Completed September 2019
A research programme with funding from the Ministry of Business, Innovation & Employment (MBIE) Endeavour fund
Building biodiversity into an ecosystem service-based approach for resource management.

Nature provides many services that underpin New Zealand’s economy: nutrients and water for primary production, aesthetic and recreation services for tourism, and decreased risk of natural hazards such as flooding. These services are called ecosystem services (or the benefits that nature provides). For Māori, elements of ecosystems and their linkages form the basis of whakapapa (ancestry) and kaitiakitanga (sustainable resource management) principles, and support customary foods important for health and well-being. By managing ecosystems well we will boost the productivity and value of New Zealand’s environment-based industries. However, development and intensification of land use often results in degradation of ecosystem services and biodiversity.

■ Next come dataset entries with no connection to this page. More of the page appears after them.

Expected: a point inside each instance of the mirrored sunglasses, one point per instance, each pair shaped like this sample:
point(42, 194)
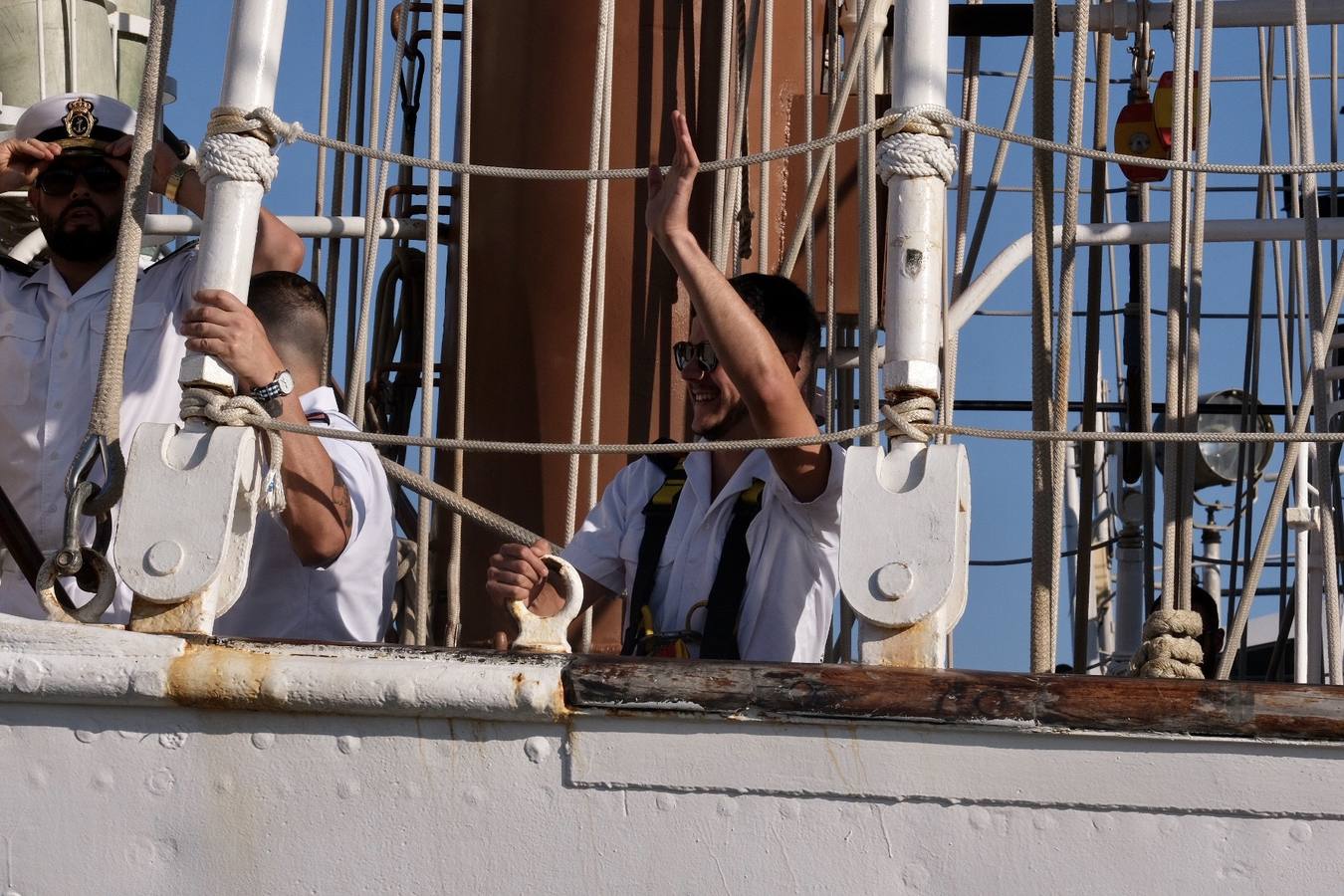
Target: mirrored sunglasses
point(686, 352)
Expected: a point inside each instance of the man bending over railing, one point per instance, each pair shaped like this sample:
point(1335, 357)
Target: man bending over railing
point(728, 554)
point(325, 569)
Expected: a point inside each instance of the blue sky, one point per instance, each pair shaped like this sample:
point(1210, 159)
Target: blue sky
point(995, 357)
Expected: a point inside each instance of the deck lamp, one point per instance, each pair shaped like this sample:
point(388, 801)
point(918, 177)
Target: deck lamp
point(1217, 462)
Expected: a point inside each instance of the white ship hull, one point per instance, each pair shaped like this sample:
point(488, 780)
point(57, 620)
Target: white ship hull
point(327, 770)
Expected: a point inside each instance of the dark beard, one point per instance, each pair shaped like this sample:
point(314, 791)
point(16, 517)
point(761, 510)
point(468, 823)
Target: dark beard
point(725, 426)
point(83, 245)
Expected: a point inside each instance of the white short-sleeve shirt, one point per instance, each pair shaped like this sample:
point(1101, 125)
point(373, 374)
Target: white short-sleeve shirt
point(50, 350)
point(791, 575)
point(351, 598)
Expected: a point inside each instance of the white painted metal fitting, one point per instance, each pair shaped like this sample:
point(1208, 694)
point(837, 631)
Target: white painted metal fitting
point(1302, 519)
point(926, 491)
point(550, 634)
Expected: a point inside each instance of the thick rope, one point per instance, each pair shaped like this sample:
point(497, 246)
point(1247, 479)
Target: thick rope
point(461, 210)
point(1171, 646)
point(239, 157)
point(917, 154)
point(824, 166)
point(325, 93)
point(922, 431)
point(1064, 320)
point(1044, 480)
point(105, 415)
point(457, 504)
point(1275, 504)
point(605, 22)
point(870, 372)
point(1323, 330)
point(425, 512)
point(241, 410)
point(897, 119)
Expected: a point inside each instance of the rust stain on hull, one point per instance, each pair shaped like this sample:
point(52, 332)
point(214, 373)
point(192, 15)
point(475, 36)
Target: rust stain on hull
point(221, 677)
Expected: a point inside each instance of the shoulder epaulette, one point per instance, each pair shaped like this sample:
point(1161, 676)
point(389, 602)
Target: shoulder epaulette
point(15, 266)
point(175, 253)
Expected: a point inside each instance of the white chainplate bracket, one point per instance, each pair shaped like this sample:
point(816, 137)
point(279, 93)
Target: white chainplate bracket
point(905, 547)
point(187, 520)
point(550, 634)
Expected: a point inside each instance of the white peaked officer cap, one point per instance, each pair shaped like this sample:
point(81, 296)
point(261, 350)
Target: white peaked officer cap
point(77, 121)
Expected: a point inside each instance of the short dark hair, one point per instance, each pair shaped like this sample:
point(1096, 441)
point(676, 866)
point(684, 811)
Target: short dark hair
point(785, 311)
point(292, 311)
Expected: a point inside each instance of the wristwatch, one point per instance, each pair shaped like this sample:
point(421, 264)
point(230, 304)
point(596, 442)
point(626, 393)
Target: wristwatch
point(175, 179)
point(279, 387)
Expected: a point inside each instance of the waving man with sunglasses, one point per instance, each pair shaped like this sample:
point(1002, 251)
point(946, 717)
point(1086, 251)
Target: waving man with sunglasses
point(728, 554)
point(69, 153)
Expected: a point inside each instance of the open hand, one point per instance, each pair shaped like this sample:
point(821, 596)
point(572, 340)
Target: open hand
point(222, 327)
point(669, 195)
point(23, 160)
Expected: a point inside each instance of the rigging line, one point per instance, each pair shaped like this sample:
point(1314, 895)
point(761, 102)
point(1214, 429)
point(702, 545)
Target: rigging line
point(1044, 484)
point(606, 14)
point(461, 208)
point(325, 93)
point(1320, 342)
point(429, 330)
point(717, 245)
point(334, 250)
point(1091, 358)
point(1275, 506)
point(105, 414)
point(765, 229)
point(1240, 539)
point(809, 245)
point(733, 211)
point(997, 171)
point(1063, 555)
point(870, 371)
point(898, 119)
point(1064, 326)
point(1175, 592)
point(965, 173)
point(599, 305)
point(825, 438)
point(373, 189)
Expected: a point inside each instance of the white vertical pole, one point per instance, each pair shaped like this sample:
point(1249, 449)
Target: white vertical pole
point(917, 210)
point(229, 230)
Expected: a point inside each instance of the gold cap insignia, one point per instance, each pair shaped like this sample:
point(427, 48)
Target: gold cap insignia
point(80, 118)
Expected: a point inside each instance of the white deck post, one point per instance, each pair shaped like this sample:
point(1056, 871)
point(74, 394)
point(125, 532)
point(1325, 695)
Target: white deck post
point(187, 559)
point(905, 541)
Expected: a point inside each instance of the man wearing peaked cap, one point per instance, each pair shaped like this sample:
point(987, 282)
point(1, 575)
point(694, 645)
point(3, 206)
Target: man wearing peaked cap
point(70, 154)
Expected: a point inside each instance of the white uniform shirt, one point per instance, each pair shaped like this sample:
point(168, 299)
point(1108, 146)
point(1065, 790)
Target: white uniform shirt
point(791, 575)
point(349, 599)
point(50, 348)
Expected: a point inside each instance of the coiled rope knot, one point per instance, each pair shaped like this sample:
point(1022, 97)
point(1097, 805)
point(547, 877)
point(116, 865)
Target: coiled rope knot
point(909, 414)
point(241, 410)
point(917, 145)
point(238, 145)
point(1171, 648)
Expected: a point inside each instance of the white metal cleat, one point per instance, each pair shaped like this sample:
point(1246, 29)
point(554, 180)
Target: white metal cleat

Our research aims to avoid potential degradation by helping land managers make better informed, “smarter” natural resource management decisions that preserve options for future resource use and enhance the value derived from New Zealand’s landscapes.

This research partnership brings together a broad base of expertise (ecologists to economists) from Crown Research Institutes (Landcare Research, AgResearch, Scion) and universities (Canterbury, Auckland), with collaborations with researchers in England and France.

Research

The research focuses on three research areas:

  • Linking biodiversity, ecosystem services and land cover: Using existing studies through meta-analysis to identify relationships between land cover and ecosystem services, and bringing together scientific knowledge and Mātauranga Māori (Māori traditional) knowledge to develop bi-cultural indicators of biodiversity and ecosystem services.
  • Exploring alternate future landscapes and landscape change: Developing the modelling capability to represent the spatial dynamics of biodiversity, ecosystem services, and human behaviour by integrating a suite of models that represents different elements of landscape change.
  • Integrating biodiversity and ecosystem services into decisions: Working with land and water managers to help them identify their dependency and any positive and negative impacts on native biodiversity and the flow of ecosystem services from their decisions. This involves developing a participatory decision-making framework focused on biodiversity and the flow of ecosystem services within a landscape.

Describing Ecosystem Services

Ecosystem services are defined as the benefits that nature provides humans. This concept allows us to identify and consider the full range of benefits provided by different landscapes when making decisions and also prompts us to think beyond the immediate pressures or challenges we are facing in a landscape to address not only current issues but also potential future issues, the risks they pose, and the opportunities they provide.

Ecosystem services are typically classified as provisioning, regulating, cultural, and supporting services.